A rare heterozygous TREM2 coding variant identified in familial clustering of dementia affects an intrinsically disordered protein region and function of TREM2.
Karsak M, Glebov K, Scheffold M, Bajaj T, Kawalia A, Karaca I, Rading S, Kornhuber J, Peters O, Diez-Fairen M, Frölich L, Hüll M, Wiltfang J, Scherer M, Riedel-Heller S, Schneider A, Heneka MT, Fliessbach K, Sharaf A, Thiele H, Lennarz M, Jessen F, Maier W, Kubisch C, Ignatova Z, Nürnberg P, Pastor P, Walter J, Ramirez A.

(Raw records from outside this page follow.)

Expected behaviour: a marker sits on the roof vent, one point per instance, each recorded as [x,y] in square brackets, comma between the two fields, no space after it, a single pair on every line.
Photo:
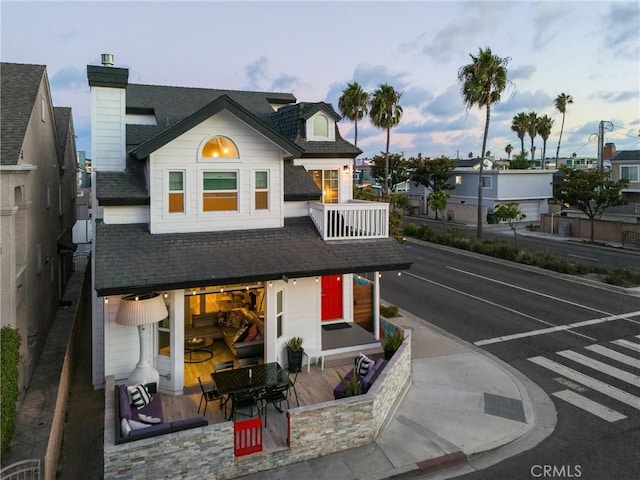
[107,60]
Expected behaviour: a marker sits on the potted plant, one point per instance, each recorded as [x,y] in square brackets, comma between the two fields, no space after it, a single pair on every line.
[352,387]
[391,343]
[294,353]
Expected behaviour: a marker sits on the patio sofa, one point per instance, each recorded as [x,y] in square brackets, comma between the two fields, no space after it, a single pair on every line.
[129,414]
[226,326]
[365,382]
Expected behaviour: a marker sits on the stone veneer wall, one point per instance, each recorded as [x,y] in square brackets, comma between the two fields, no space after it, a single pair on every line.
[207,452]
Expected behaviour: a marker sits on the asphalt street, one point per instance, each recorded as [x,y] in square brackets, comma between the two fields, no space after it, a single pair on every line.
[578,340]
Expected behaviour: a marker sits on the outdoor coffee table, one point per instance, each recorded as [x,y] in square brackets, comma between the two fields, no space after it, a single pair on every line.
[198,345]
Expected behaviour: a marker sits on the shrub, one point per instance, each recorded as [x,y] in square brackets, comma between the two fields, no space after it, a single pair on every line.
[9,360]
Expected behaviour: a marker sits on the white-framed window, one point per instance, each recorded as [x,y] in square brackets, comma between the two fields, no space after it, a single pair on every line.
[176,191]
[629,172]
[327,181]
[219,191]
[219,147]
[320,128]
[261,190]
[279,314]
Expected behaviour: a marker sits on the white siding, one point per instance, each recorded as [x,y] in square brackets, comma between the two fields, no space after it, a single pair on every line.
[256,153]
[122,344]
[120,215]
[108,129]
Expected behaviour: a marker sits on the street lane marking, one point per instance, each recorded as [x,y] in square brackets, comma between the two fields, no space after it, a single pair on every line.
[590,406]
[614,355]
[530,291]
[601,367]
[497,305]
[628,344]
[559,328]
[590,382]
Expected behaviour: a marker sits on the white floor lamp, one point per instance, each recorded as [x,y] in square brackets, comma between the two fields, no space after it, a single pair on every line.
[140,311]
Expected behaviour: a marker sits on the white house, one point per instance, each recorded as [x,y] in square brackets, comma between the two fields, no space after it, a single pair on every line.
[223,201]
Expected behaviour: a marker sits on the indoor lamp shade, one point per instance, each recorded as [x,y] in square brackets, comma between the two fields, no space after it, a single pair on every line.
[140,311]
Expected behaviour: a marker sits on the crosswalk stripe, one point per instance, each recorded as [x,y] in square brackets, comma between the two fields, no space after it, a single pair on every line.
[628,344]
[602,367]
[590,406]
[590,382]
[615,355]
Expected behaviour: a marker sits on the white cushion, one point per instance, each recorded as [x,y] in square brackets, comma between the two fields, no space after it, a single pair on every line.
[139,395]
[125,428]
[362,364]
[137,425]
[148,419]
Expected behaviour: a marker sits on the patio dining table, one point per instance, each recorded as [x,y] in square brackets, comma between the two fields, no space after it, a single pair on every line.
[257,377]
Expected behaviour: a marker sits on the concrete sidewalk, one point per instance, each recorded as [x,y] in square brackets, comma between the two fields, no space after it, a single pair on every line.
[464,410]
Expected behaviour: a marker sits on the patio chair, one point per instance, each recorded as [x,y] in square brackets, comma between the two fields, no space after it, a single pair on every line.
[242,402]
[275,396]
[249,362]
[211,396]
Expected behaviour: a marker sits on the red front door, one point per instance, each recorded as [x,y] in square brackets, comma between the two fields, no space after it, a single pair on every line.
[331,297]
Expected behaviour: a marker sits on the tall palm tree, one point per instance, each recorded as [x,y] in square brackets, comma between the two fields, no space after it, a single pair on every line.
[481,83]
[561,103]
[545,123]
[354,105]
[532,130]
[508,149]
[519,125]
[386,113]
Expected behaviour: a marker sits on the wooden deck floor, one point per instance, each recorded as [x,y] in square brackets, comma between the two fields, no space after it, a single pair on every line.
[314,387]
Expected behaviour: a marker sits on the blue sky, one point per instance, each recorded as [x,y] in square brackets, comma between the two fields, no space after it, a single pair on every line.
[590,50]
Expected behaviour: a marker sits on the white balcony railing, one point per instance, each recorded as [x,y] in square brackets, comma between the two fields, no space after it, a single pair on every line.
[348,221]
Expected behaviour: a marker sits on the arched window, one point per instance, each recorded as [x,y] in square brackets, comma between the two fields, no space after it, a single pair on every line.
[320,126]
[219,147]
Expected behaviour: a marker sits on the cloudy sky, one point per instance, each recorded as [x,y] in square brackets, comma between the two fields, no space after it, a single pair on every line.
[589,50]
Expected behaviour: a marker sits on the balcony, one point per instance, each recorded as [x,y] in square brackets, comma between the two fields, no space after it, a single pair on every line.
[357,219]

Rare coding variants in the triggering receptor expressed on myeloid cells‐2 (TREM2) gene have been associated with Alzheimer disease (AD) and homozygous TREM2 loss‐of‐function variants have been reported in families with monogenic frontotemporal‐like dementia with/without bone abnormalities. In a whole‐exome sequencing study of a family with probable AD‐type dementia without pathogenic variants in known autosomal dominant dementia disease genes and negative for the apolipoprotein E (APOE) ε4 allele, we identified an extremely rare TREM2 coding variant, that is, a glycine‐to‐tryptophan substitution at amino acid position 145 (NM_018965.3:c.433G>T/p.[Gly145Trp]). This alteration is found in only 1 of 251,150 control alleles in gnomAD. It was present in both severely affected as well as in another putatively affected and one 61 years old as yet unaffected family member suggesting incomplete penetrance and/or a variable age of onset. Gly145 maps to an intrinsically disordered region (IDR) of TREM2 between the immunoglobulin‐like and transmembrane domain. Subsequent cellular studies showed that the variant led to IDR shortening and structural changes of the mutant protein resulting in an impairment of cellular responses upon receptor activation. Our results, suggest that a p.(Gly145Trp)‐induced structural disturbance and functional impairment of TREM2 may contribute to the pathogenesis of an AD‐like form of dementia.